A aposta é que na próxima década o consumidor deve procurar por alternativas mais sustentáveis e inovadoras. A tendência tem até nome: “neonívoros”, pessoas onívoras, com dieta baseada em carne criada em laboratório.
Segundo a Associação de Agricultura Celular (ACS), nos EUA, a produção industrial deve atingir larga escala e distribuição mundial a partir de 2025. Antes disso, prevê apenas pequenas experiências regionalizadas.
O diretor da ACS Kristopher Gasteratos faz uma futurologia ousada no manifesto da entidade, digno de ficção científica, para o que ele chama de “Renascença Neonívora”.
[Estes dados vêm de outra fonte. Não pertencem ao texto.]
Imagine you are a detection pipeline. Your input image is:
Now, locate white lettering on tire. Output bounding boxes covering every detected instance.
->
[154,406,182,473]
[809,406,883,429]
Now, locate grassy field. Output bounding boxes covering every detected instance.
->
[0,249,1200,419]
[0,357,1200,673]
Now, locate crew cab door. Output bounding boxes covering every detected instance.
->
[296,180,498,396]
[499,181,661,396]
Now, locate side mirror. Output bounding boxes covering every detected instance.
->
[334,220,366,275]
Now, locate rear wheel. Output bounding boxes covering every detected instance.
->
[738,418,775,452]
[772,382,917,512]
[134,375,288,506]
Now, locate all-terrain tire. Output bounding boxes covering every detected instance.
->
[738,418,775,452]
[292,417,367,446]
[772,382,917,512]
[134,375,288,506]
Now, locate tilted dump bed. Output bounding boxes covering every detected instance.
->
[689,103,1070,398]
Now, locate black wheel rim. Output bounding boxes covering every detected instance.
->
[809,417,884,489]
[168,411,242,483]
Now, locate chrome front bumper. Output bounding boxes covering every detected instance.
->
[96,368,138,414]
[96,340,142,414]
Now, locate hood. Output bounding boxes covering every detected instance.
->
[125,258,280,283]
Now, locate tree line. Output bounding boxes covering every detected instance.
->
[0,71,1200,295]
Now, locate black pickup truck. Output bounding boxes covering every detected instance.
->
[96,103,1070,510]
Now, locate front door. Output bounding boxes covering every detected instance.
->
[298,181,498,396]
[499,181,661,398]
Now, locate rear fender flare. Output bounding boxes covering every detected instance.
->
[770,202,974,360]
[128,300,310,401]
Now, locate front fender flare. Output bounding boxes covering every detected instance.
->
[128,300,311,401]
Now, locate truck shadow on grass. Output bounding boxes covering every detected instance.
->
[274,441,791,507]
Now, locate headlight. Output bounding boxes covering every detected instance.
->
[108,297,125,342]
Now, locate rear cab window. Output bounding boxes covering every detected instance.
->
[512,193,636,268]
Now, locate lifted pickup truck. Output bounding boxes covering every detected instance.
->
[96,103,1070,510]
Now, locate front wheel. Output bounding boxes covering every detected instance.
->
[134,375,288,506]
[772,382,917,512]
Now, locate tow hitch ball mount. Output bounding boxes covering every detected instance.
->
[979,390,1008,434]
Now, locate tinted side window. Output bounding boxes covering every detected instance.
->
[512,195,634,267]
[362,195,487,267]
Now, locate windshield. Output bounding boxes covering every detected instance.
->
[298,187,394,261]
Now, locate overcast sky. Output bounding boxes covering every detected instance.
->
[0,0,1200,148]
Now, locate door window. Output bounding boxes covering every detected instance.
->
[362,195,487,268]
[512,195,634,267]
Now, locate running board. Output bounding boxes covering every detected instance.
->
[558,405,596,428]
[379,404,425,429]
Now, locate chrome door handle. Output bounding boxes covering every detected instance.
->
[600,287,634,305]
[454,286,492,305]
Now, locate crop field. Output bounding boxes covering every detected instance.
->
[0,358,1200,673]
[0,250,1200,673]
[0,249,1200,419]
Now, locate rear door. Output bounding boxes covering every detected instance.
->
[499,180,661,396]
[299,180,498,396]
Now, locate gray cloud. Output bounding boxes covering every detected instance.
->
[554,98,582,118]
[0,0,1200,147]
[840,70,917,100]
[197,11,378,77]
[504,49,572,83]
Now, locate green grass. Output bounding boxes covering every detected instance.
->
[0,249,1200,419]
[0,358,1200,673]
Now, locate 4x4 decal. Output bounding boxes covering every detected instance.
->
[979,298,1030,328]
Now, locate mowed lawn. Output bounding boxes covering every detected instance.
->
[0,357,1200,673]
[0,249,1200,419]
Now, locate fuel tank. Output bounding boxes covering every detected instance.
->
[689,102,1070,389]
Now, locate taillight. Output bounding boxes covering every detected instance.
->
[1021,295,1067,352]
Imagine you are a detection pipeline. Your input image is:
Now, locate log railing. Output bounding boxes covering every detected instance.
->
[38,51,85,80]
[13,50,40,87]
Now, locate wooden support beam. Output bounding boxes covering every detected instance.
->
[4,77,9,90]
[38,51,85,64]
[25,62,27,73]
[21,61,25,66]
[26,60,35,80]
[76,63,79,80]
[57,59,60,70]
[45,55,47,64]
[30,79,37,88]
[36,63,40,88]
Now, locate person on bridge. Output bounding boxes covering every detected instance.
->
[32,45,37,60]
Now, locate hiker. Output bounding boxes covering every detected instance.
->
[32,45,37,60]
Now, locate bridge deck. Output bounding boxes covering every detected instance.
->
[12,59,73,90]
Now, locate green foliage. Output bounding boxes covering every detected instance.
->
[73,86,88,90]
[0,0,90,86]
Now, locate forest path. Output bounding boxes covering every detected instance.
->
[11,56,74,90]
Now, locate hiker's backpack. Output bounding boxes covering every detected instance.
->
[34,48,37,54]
Segundo suas previsões, na década de 2020 a dieta baseada em carne de laboratório deve crescer em 10 a 20% ao ano e atingir até 70% do market share nos países pioneiros.
“O desenvolvimento da carne em larga escala, enfrenta os mesmos obstáculos que os carros autônomos: pesquisa e desenvolvimento, aceitação do consumidor e regulação. Acredito que o desenvolvimento, que está diretamente atrelado ao custo, deve ser um gargalo mais importante do que a regulamentação”, diz Gasteratos.
Tentando tomar a dianteira dessa revolução prometida, startups levantam fundos para conseguir escalar sua produção e sair na frente na corrida pelas prateleira do supermercado. O custo ainda é muito elevado e o preço final não dá chances de competir com a indústria da carne.
A holandesa Mosa Meat -derivada do projeto da Universidade de Maastricht que apresentou o primeiro hambúrguer de laboratório ao mundo- levantou €7,5 milhões (R$ 34 milhões) na sua série A, incluindo um aporte da maior processadora de carne da Suíça, a Bell Foods.
O primeiro hambúrguer da Mosa custou 200 mil euros, hoje, custa nove, ainda bem acima de um tradicional. A empresa espera produzir até dez quilos por semana em 2020, escalando para 50 kg em dois anos.
Outra holandesa no mercado, a Meatable também é pioneira e já levantou US$ 10 milhões (R$ 40,6 milhões) em investimentos para aprimorar seu processo de produção de carne, que não abate os animais.
A grande maioria da indústria produz filés de culturas de células obtidas do soro fetal bovino, um líquido extraído do coração de fetos de vacas abatidas ainda grávidas, uma prática sob fortes questionamentos éticos.
A Meatable diz ter desenvolvido uma técnica que usa células do cordão umbilical de bezerros, que seria descartado pela indústria, sem abater o bebê ou a mãe.
A empresa espera que os bifes cheguem aos restaurantes holandeses até 2022 e pretende também investir na produção de carne de porco, de olho no mercado chinês.
Pensando em um mercado ainda mais distante, Marte, a israelense Aleph Farms realizou em setembro um experimento na Estação Espacial Internacional, onde um bife foi impresso em 3D.
Fruto de uma parceria com uma empresa russa de bioimpressão, o filé espacial não foi consumido pelos cosmonautas, mas enviado de volta à Terra para análise.
“No espaço nós não temos 10 mil litros de água para produzir um quilo de carne. Esse experimento é um marco para atingirmos nossa visão de garantir segurança alimentar para as futuras gerações, ao mesmo tempo em que preservamos recursos”, disse o CEO da empresa Didier Toubia, em comunicado à imprensa.
A Aleph também cultiva células seguindo método não-fatal, coletando tecido por meio de uma biópsia.
O mercado de peixes também tem um plano B. A americana Finless captou US$ 3,5 milhões (R$ 14,3 milhões) para desenvolver uma alternativa à captura massiva de peixes no mar, um dos principais problemas ambientais do fim do século. A Finless também participou do experimento espacial com a Aleph.
Usando células-tronco do tecido muscular de peixe, uma cultura de células se transforma em filés de pescado.
Por ora, a empresa só conseguiu criar uma pasta de peixe, mas espera, em 15 anos, mitigar a demanda por atum azul, um dos peixes mais cobiçados na culinária oriental, com sushi de laboratório.